Gardening with Joyce Russell

There are plenty of jobs to do and lovely bright days make you want to get out and do them. Think pruning, digging, washing pots, tidying the shed and servicing the mower. There’s polythene and glass to be washed down on greenhouses and tunnels and some of those old lengths of crop cover could be put through the washer. Start now and you won’t be caught out by the speedy passing of the shortest month.

A few flowers

I always get a thrill at the sight of the first snowdrops. The small white and green-veined flowers look delicate, but they stand through the coldest months of the year and look lovely. Snowdrops grow best from divided clumps. Do this after flowering is finished, but before the green leaves die back. They also like an alkaline soil so scatter a little lime when planting out new clumps.

Primulas give a much bolder performance and for those who like pinks, purples, oranges etc. this is the plant for you. Primulas grow well in window boxes and containers. If planting in the border, make sure to put out lots of plants for a bold display.
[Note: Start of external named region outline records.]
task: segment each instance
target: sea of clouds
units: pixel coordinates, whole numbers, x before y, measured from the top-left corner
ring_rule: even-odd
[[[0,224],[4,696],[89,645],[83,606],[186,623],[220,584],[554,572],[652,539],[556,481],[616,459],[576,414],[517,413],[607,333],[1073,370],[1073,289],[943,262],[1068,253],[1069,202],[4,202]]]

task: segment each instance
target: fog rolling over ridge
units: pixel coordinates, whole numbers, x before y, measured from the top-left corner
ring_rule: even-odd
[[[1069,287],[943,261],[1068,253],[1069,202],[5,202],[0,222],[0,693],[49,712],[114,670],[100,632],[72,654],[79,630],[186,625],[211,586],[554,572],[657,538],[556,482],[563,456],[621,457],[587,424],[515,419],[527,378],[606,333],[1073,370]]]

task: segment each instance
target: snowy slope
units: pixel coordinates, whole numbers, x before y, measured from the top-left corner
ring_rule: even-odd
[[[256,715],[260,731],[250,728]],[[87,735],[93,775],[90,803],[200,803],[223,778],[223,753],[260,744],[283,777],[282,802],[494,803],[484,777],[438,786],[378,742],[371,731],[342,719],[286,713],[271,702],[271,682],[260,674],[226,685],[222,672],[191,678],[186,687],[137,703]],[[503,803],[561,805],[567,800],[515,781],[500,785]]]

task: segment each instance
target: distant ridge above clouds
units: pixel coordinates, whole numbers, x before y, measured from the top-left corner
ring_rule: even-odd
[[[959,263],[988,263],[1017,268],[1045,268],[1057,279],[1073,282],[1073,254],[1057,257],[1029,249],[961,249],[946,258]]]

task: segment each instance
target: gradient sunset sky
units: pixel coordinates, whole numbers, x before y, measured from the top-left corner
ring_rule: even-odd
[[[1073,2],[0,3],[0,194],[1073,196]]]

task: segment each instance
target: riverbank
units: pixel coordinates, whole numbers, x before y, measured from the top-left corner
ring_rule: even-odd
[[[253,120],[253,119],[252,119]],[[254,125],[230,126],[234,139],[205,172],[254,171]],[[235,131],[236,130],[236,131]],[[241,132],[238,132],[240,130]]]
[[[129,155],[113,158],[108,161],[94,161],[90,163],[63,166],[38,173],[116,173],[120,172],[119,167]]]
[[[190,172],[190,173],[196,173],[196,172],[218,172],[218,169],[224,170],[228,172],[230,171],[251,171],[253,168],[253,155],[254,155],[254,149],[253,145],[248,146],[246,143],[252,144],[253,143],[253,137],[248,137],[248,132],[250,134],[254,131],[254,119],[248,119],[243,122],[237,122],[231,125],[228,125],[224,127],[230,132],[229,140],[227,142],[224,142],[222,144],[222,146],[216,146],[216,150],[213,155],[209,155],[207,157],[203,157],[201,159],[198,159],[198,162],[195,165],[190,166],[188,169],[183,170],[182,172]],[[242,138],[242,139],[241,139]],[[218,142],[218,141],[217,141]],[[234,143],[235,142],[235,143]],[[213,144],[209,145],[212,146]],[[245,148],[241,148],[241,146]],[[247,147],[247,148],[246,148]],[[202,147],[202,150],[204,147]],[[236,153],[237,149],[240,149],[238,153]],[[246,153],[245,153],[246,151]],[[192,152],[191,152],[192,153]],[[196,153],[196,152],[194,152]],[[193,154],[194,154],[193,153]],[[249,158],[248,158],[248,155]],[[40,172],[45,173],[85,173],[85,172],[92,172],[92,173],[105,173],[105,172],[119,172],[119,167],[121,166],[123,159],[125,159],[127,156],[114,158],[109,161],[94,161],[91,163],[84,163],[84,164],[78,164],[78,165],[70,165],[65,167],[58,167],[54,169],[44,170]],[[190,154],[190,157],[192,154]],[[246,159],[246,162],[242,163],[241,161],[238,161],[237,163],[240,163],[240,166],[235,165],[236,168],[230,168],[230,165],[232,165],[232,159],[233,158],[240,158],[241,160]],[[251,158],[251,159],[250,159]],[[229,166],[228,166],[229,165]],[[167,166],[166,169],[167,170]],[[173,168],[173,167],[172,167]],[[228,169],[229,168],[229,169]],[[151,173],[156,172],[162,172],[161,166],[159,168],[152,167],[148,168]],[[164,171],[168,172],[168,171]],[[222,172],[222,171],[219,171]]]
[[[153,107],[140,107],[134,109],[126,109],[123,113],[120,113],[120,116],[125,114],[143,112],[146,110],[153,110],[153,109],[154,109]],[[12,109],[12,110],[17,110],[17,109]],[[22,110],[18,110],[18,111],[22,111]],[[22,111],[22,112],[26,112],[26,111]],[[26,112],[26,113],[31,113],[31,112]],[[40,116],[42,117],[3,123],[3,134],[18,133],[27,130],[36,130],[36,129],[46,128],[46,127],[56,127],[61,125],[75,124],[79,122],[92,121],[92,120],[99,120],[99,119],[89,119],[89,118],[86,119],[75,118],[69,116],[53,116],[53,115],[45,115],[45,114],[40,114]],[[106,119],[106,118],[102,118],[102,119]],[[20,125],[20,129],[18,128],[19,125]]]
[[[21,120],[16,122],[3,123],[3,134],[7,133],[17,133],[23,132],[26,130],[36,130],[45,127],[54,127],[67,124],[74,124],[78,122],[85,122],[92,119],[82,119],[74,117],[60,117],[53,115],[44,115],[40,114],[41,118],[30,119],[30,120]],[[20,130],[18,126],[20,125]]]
There’s still time to plant bare-root rose bushes, but you so often see plants that have been kept too warm and have grown long, pale shoots. Aim for tight buds and as healthy a plant as possible.

Autumn-sown sweet peas should have produced small, hardy plants at this stage. If sown in pots under cover, wait until March before planting outside. If sown direct outdoors, protect plants from slugs and snails; these beasts become active as temperatures rise.

Look out for spring planting bulbs and start to plan. Think what you want to put in containers and what will go direct in the ground. There’s a huge range available so stick with old favourites like lilies and scented gladioli, but also try a few new and exciting ones.

Sowing salad

This is a great time of year to sow salad leaves. It’s also a great time to harvest leaves that were sown in October last year. There’s plenty of variety available so buy a salad mix, or choose several different packets if you intend to keep sowing throughout the year.

Direct sowings made now in a polytunnel, or greenhouse, should crop within a few weeks: there’s time to sow, harvest and clear some crops before things like peppers, sweetcorn and aubergines need the space.

Autumn peas

Over-wintered plants will be quite tall at this stage and they will need some support to keep them up off the ground. Hazel sticks do a fine job, but you can also buy netting, or specially designed frames, to support the plants.

Keep the soil damp and watch out for any signs of grey mould on plants grown under cover.


Seed takes seven to 10 days to appear and seedlings need plenty of light so they don’t grow leggy. Pot seedlings on into individual 8cm pots and keep them covered until the first real leaves are growing strongly.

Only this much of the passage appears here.